06:01And he's like, hurry up, dad.
06:04I'm like, don't you tell me to hurry up.
06:06I'll turn this whole thing off.
06:07It's terrible.
06:09It's terrible.
06:09Okay.
06:10So we also have the pacifier.
06:11We still use a pacifier at two and a half years old.
06:13Come on.
06:14Yeah.
06:14Now, come on.
06:16Mm-hmm.
06:16Yeah.
06:17I know my name is Buck.
06:18Hey, it's on, it's on my, but you can get Buck T.
06:21I know.
06:22If you let them do it too long.
06:23I know that.
06:24Yes.
06:24Yeah.
06:24So it's, it's, we're going to have to pay for it in braces.

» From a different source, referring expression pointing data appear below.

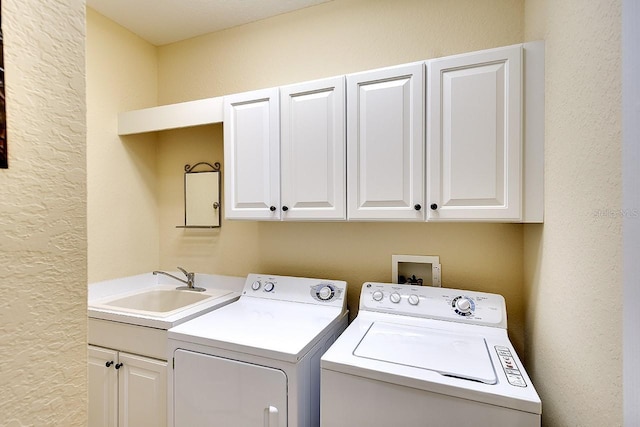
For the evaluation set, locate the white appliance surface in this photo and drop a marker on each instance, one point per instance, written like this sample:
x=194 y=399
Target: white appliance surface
x=275 y=329
x=455 y=355
x=421 y=350
x=256 y=361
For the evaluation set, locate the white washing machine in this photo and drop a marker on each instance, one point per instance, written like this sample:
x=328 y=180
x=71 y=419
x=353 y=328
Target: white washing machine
x=256 y=362
x=423 y=356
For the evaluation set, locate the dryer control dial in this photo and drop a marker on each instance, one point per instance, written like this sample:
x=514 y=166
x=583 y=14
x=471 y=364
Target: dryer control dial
x=463 y=306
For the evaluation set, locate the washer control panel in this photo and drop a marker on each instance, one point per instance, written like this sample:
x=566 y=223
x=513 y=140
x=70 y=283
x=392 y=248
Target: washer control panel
x=437 y=303
x=511 y=370
x=296 y=289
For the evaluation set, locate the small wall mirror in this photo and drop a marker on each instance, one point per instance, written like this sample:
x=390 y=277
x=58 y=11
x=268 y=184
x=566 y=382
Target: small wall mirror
x=202 y=195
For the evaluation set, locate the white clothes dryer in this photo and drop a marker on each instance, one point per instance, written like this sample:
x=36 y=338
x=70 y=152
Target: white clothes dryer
x=256 y=362
x=424 y=356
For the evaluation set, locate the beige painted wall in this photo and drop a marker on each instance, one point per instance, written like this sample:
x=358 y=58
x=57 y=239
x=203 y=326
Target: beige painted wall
x=122 y=181
x=338 y=37
x=573 y=263
x=43 y=243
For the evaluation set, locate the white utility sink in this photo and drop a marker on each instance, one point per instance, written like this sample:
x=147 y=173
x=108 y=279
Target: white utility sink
x=157 y=301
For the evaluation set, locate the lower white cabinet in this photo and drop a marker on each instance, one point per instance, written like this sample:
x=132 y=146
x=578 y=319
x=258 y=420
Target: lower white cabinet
x=126 y=390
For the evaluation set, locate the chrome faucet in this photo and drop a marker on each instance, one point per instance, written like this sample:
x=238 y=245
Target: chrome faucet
x=189 y=282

06:28She's, she's almost two and a half.
06:30Yeah.
06:30Yeah.
06:31You're going to, you know, one day we just, we cold turkeyed it.
06:34Mm-hmm.
06:34I just said, no.
06:35Yeah.
06:36Give me that.
06:36Here's a blankie.
06:38And luckily Jackson never sucked his thumb or anything like that.

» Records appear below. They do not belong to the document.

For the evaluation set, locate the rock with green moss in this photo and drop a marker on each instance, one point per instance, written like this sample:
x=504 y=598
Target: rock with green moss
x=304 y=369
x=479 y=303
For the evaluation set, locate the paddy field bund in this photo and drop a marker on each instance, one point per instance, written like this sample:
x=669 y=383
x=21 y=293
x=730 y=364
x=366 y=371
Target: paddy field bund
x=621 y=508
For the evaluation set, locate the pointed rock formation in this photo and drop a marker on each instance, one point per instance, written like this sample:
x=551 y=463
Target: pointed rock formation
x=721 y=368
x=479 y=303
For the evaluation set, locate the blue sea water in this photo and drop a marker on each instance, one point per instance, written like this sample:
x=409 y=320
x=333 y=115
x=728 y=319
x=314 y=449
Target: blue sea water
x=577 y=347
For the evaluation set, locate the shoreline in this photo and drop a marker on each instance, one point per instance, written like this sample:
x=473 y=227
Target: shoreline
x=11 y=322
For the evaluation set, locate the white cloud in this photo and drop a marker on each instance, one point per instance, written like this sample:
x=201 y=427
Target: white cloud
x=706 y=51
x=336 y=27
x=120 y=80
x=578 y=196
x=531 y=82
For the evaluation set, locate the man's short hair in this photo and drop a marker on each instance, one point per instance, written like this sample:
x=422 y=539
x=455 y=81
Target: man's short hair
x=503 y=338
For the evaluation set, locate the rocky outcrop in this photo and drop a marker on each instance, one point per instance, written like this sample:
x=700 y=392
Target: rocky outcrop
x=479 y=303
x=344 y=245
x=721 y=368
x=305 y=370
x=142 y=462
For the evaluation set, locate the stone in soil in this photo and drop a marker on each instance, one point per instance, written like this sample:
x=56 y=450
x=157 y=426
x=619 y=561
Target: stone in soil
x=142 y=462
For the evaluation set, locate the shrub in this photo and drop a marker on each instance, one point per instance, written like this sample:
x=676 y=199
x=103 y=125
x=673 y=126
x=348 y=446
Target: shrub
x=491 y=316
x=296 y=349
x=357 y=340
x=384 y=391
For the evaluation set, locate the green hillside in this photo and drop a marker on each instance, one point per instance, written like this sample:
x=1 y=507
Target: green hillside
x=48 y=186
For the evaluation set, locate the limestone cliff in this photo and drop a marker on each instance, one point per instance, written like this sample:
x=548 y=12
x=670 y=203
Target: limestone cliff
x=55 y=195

06:41It, you know what the problem is?
06:42It does pacify them.
06:45Yeah.
06:45Hence the word.
06:46It works.
06:46If you're like, okay, just relax, sit down.
06:49Here's your.
06:49Oh, wait, you know what we did?
06:51So he had a pacifier that was connected to a.
06:54A stuffed animal.
06:54A stuffed animal elephant.
06:55Yep.
06:55So I cut the pacifier off the elephant.
06:59Mm-hmm.
06:59And then I kept giving him the elephant.
07:01And he, he'd look for it and they wouldn't find it.

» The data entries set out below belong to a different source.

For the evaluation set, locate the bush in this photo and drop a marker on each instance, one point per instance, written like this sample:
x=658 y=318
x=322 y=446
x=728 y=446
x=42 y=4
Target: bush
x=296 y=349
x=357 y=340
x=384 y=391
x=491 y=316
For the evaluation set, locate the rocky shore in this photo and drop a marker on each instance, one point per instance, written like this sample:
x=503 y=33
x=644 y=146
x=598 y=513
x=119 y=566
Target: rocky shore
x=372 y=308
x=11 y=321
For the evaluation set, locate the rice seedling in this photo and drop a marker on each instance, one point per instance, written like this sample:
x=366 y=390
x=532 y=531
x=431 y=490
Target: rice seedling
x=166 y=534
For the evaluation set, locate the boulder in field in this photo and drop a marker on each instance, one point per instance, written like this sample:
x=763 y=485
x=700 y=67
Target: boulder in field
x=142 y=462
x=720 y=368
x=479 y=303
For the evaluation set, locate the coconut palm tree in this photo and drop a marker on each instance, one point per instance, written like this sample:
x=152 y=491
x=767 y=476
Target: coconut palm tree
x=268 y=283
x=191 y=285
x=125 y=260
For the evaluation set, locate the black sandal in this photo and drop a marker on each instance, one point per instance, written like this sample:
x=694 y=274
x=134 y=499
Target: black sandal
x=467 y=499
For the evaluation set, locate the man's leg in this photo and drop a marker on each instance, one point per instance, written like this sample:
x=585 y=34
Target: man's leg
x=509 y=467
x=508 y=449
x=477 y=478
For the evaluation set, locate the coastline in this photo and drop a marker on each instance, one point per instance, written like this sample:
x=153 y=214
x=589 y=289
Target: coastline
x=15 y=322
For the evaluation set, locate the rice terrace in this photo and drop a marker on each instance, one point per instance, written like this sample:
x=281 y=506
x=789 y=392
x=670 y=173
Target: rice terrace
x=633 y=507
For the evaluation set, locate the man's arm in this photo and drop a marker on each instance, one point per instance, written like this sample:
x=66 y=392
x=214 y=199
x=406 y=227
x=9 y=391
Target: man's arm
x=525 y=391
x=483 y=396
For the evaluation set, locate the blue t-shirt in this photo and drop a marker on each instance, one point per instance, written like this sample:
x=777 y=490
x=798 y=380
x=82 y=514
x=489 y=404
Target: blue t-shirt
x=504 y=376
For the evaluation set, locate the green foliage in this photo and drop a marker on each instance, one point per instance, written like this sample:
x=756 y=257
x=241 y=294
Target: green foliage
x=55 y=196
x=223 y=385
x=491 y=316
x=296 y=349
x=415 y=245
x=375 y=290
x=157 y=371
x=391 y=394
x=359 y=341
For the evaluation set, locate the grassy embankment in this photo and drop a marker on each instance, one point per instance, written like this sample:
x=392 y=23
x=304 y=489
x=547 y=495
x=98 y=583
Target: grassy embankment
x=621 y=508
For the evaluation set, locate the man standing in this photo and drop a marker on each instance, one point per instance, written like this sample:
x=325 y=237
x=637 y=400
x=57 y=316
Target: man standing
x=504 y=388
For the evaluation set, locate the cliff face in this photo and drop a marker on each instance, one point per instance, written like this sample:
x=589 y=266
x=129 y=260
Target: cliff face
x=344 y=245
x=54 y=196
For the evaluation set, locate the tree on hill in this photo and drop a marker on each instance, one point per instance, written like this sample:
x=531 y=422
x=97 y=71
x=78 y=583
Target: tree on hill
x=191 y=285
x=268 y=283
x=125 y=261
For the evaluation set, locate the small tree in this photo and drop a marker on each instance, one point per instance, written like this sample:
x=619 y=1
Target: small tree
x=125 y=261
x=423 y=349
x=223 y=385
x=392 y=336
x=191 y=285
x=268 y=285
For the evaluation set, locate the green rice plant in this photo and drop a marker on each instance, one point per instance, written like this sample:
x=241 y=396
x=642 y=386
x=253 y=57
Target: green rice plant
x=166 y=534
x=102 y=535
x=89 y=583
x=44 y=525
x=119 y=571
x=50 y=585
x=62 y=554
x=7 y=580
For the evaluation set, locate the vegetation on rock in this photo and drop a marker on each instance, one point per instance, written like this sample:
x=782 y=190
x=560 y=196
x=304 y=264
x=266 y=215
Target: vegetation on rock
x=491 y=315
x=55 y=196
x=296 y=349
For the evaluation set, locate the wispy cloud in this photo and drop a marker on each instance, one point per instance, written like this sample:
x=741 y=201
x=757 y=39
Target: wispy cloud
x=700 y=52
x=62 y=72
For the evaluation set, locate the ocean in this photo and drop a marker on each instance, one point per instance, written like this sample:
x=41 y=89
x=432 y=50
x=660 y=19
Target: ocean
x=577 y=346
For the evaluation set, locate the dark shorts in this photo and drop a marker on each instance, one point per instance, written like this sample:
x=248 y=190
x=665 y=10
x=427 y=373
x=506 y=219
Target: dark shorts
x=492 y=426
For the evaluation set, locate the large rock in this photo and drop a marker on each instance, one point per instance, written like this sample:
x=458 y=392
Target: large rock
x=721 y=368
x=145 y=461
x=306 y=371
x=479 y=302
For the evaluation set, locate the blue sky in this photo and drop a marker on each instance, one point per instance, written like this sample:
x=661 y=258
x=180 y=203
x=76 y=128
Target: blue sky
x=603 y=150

07:04And I'd be like, I don't know where it went.
07:06I think it's just gone.
07:07Right.
07:07Oh, and then it worked.
07:09That's.
07:09Okay.
07:10This is the one thing that worked for me.
07:11Okay.
07:12So you do have good parenting advice in that regard.
07:15I know you have great parenting advice.
07:16I got one.
07:16I need to follow that.
07:18Okay.
07:18So then I just wrote down, Roxanne.
07:19I'm writing to myself.
07:21We set the rules.
07:23She's smart enough to understand that.
07:25And kids just want at the end.
07:27Okay.
07:27So Sunday I clear the house out of all the food and the sugar and on her withdrawal day,
07:32no TVs, no electronic devices.
07:35This was a tough day for her.
07:36And that's when I realized, realized, holy.
07:40Yeah.
07:41Parenting is hard because the whole day I just had to be engaged with her, not had to,
07:46I enjoyed it.
07:46Right.
07:47But it's exhausting.
07:48Work.
07:49Yes.
07:49So much work.
07:50And I just have to remind myself, okay, she loves interaction.
07:53She loves learning.
07:53She loves warmth and to laugh.
07:56So let me, let me ask you something.
07:57It's hard to give a human that all day long.
08:00Yes.
08:01There comes a point where you're like, okay, we're going to take an hour break on this love.
08:06Right.
08:06Let me just, yeah.
08:07What did you guys do all day with no sweets and no TV?
08:11We did puzzles.
08:13We did Play-Doh.
08:14We did, oh, another thing too, worked on a lot of letters and numbers.
08:19Yeah, that's good.
08:19And I realized she's good.
08:21Like she likes to, she can tell you a story about an apple.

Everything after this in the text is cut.